There will inevitably be winners and losers in any such struggle. In the case of HFT, the principal beneficiaries have been the high-frequency trading firms themselves. They have reaped consistent and reliable profits by taking risk to embrace and then exploit the opportunities created by the technology.
The secondary beneficiaries have been (a) the plethora of exchanges that have sprung into life since Regulation NMS in 2007 allowed competing exchanges to become profit-seeking entities and (b) the big broking firms that have been able to make money both by establishing their own “dark pools” and selling the execution of their customers’ order flows to third parties.
The argument Mr Lewis advances is that high-frequency traders have profited particularly from the ability to use the edge that their quicker access-to-order flow information gives them to “front run” the orders of other investors, something that in other guises has long been illegal. He highlights the fact that a number of high-frequency traders have had virtually no losing trading days for more than five years, a phenomenon that flies in the face of the common sense observation that trading is – or should be – a zero sum game.

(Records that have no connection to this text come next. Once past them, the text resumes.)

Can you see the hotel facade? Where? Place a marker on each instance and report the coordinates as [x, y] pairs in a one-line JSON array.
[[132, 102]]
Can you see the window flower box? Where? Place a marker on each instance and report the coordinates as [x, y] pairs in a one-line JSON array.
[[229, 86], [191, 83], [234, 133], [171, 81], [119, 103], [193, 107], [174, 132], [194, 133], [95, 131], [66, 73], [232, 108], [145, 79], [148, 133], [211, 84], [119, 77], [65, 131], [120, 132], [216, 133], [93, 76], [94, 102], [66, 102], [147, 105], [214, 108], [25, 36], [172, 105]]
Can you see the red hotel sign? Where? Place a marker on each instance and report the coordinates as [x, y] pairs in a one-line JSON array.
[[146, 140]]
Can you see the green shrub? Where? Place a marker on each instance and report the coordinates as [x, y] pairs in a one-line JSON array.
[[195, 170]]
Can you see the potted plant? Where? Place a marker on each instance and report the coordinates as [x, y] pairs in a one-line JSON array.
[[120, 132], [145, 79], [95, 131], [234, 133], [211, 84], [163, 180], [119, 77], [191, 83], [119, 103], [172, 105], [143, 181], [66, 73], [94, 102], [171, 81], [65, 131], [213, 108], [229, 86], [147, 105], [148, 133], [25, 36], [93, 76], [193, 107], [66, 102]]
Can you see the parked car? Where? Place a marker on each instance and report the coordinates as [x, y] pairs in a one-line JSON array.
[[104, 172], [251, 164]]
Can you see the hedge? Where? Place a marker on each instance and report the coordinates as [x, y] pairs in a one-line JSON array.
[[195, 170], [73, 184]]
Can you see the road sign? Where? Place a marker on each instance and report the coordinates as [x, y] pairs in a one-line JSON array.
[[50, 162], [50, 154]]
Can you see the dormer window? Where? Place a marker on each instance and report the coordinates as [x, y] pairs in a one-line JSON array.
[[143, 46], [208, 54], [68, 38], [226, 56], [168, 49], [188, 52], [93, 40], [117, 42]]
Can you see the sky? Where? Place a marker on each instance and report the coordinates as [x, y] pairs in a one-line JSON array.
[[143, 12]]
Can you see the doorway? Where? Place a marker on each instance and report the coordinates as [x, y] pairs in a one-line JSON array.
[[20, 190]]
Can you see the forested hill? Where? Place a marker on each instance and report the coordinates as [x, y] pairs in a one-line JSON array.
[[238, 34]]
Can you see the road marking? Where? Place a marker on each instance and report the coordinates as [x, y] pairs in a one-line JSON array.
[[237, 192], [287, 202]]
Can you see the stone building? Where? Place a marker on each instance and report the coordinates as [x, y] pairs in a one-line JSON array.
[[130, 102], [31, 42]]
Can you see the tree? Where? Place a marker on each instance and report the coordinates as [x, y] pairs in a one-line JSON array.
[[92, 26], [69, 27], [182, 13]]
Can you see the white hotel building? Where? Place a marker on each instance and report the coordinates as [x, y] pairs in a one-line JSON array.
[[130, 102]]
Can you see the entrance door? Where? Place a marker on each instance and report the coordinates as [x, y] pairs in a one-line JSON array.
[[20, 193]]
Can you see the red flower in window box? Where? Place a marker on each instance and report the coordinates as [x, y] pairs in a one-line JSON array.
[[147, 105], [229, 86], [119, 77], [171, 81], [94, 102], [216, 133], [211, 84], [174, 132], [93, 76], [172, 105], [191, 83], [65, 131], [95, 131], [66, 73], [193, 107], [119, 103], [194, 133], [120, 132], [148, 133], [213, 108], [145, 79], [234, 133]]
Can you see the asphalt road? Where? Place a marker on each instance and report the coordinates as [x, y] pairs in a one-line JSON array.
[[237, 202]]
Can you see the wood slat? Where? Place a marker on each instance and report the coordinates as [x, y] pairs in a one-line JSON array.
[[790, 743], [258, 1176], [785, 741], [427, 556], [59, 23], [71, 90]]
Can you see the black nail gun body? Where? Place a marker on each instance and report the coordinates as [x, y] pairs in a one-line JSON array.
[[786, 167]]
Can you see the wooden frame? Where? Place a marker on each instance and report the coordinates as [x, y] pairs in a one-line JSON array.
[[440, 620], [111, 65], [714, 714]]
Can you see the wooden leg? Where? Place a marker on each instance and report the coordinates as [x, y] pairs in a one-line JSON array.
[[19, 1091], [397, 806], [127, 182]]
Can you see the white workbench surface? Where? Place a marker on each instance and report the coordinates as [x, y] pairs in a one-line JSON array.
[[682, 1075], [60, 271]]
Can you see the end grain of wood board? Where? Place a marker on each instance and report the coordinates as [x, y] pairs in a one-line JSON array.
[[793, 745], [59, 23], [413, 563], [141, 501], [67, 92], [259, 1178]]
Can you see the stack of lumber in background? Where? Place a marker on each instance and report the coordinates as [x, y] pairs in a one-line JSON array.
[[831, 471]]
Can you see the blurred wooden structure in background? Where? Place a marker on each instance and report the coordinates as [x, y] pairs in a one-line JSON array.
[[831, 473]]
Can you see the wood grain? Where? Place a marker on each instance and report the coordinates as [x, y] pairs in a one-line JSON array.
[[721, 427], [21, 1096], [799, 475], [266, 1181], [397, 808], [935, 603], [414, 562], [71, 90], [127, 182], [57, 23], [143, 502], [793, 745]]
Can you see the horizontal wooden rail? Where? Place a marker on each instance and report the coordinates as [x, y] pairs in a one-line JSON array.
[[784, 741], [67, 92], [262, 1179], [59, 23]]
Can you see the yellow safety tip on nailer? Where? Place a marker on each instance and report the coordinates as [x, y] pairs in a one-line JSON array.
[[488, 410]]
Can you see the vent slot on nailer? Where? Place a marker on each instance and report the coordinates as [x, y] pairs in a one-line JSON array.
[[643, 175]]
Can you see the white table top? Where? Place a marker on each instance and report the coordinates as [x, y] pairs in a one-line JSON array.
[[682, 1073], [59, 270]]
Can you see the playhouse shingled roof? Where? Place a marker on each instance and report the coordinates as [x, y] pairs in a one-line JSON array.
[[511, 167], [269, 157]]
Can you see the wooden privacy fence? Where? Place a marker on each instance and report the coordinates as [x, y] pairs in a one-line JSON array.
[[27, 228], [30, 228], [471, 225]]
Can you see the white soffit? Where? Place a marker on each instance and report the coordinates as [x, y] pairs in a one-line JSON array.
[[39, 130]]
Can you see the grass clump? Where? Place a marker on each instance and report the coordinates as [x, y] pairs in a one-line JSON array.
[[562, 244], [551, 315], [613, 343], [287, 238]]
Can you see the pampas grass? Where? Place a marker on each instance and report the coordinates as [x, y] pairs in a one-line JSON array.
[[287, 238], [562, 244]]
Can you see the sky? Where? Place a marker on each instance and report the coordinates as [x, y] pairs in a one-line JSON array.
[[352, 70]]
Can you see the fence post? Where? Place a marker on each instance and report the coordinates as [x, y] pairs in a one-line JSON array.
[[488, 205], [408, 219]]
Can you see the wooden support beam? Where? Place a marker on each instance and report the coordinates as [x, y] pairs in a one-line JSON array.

Such a record implies, at best, that the high-speed traders are taking no risk, and at worst that they are exploiting an edge at other market participants’ expense – playing the markets, in the author’s telling phrase, the same way that card counters in a casino play blackjack. Meanwhile stock exchanges and broking firms, he alleges, have for some time effectively been complicit in this nefarious activity, often effectively at their clients’ expense.
If he is right, the argument that by reducing transaction costs and improving market liquidity HFT is working to the benefit of investors looks weak. Mr Stiglitz argues convincingly that the ability to trade fractions of a millisecond faster than before is unlikely to be an advance that of itself has any real social value, net of the costs (in terms of heightened intraday volatility, loss of pricing transparency and other consequences) that come with it.
Most telling of all, I fear, is the fact that several of the participants in the HFT game have form. We might not have believed before, for example, that the big broking firms were capable of skimming profits from their own customers, but since the inquest into the global financial crisis we now know better. The Libor and forex scandals provide prima facie evidence that opportunities to rig a market in the world of finance, if offered, will be taken. Wall Street’s moral compass, if not an out-and-out oxymoron, has patently gone awry in recent years.
In the interests of natural justice, the protagonists of HFT should clearly have a chance to defend themselves against the assorted crimes and misdemeanours of which they have been accused. Maybe they have been horribly traduced and we are all too stupid to understand what they do – in which case they have nothing to fear from a detailed forensic examination of their trading practices.